Influence of regional differences in ET A and ET B receptor subtype proportions on endothelin‐1‐induced contractions in porcine isolated trachea and bronchus

1 Quantitative autoradiographic studies were conducted to determine the distributions and densities of ET A and ET B binding site subtypes in porcine tracheal and bronchial smooth muscle. In addition, the roles of ET A and ET B receptors in endothelin‐1‐mediated contraction of these tissues were assessed. 2 Quantitative autoradiographic studies revealed that both ET A and ET B binding sites for [ 125 I]‐ endothelin‐1 were present in both bronchial and tracheal airway smooth muscle. However, the proportions of these sites were markedly different at these two levels within the respiratory tract.
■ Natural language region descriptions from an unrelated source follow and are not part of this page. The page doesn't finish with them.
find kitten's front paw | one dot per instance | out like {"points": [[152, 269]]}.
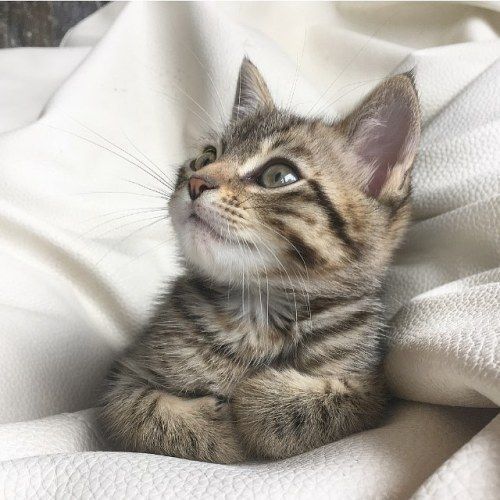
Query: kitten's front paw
{"points": [[215, 408], [222, 438]]}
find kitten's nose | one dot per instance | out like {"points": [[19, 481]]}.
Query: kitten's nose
{"points": [[197, 184]]}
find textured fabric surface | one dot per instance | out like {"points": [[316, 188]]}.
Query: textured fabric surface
{"points": [[83, 251]]}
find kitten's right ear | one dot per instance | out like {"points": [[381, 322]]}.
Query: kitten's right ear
{"points": [[252, 94]]}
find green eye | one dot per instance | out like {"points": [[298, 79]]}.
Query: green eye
{"points": [[278, 175], [208, 156]]}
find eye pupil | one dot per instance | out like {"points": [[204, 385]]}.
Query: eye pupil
{"points": [[278, 175]]}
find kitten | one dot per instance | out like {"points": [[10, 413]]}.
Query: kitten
{"points": [[270, 344]]}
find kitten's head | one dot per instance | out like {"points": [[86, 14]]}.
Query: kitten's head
{"points": [[278, 196]]}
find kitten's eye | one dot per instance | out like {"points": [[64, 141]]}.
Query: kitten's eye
{"points": [[208, 156], [278, 175]]}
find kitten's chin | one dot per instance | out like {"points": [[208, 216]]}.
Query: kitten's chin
{"points": [[215, 255]]}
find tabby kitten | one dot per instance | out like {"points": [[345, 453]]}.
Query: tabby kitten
{"points": [[270, 343]]}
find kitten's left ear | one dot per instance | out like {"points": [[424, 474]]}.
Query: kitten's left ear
{"points": [[252, 94], [384, 132]]}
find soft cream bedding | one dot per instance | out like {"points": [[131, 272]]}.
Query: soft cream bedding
{"points": [[82, 251]]}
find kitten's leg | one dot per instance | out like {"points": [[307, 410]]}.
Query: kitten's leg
{"points": [[138, 417], [284, 413]]}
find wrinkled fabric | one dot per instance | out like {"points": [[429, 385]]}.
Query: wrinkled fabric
{"points": [[85, 244]]}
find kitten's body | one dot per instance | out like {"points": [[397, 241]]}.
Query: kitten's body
{"points": [[270, 344]]}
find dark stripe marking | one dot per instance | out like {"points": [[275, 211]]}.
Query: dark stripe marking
{"points": [[336, 221]]}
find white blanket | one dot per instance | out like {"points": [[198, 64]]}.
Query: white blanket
{"points": [[83, 250]]}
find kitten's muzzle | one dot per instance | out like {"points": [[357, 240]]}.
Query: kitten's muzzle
{"points": [[199, 183]]}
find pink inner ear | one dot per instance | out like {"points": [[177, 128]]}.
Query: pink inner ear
{"points": [[381, 140]]}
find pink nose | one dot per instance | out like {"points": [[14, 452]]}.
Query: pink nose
{"points": [[197, 184]]}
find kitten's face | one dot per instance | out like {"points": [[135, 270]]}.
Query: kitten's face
{"points": [[281, 198]]}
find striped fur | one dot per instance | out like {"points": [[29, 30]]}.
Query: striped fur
{"points": [[271, 342]]}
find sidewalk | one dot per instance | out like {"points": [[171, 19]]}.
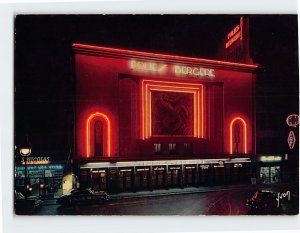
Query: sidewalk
{"points": [[186, 190]]}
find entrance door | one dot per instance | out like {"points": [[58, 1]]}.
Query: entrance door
{"points": [[175, 173], [158, 179], [190, 175], [125, 179], [99, 180], [142, 178]]}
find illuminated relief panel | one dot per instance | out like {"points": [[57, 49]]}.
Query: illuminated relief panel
{"points": [[172, 113], [186, 98], [238, 136]]}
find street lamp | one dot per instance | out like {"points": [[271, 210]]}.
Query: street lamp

In tracheal smooth muscle, the proportions of ET A and ET B sites were 30± 1% and 70±1% respectively, whereas in bronchial smooth muscle, these proportions were virtually reversed, being 73±2% and 32±8% respectively. 3 Endothelin‐1 induced concentration‐dependent contraction of porcine tracheal and bronchial airway smooth muscle. Endothelin‐1 had similar potency (concentration producing 30% of the maximum carbachol contraction, C max ) in trachea (22 nM; 95% confidence limits (c.l.), 9–55 nM; n = 9) and bronchus (22 nM; c.l., 9–55 nM; n = 6). Endothelin‐1 also produced comparable maximal contractions in trachea (59±5% C max; n = 9) and bronchus (65 ± 4% C max , n = 6). 4 In trachea, endothelin‐1 induced contractions were not significantly inhibited by either the ET A receptor‐selective antagonist, BQ‐123 (3 μ m ) or the ET B receptor‐selective antagonist, BQ‐788 (1 μ m ). However, in the combined presence of BQ‐123 and BQ‐788, the concentration‐effect curve to endothelin‐ 1 was shifted to the right by 3.7 fold ( n = 8; P = 0.01). 5 In bronchus, concentration‐effect curves to endothelin‐1 were shifted to the right by BQ‐123 (3 μ m ; 4.3 fold; P <0.05), but not by BQ‐788 (1 μ m ). In the presence of both antagonists, concentration‐effect curves to endothelin‐1 were shifted by at least 6.7 fold ( n = 6; P = 0.01). 6 Sarafotoxin S6c induced contraction in both tissue types, although the maximum contraction was greater in trachea (53 ± 7% C max; n = 6) than in bronchus (21 ± 5% C max; n = 6). BQ‐788 (1 μ m ) markedly reduced sarafotoxin S6c potency in both trachea and bronchus (e.g. by 50 fold in trachea; c.l., 14–180; n = 6; P < 0.05). 7 These data demonstrate that the proportions of functional endothelin receptor subtypes mediating contraction of airway smooth muscle to endothelin‐1, vary significantly at different levels in the porcine respiratory tract.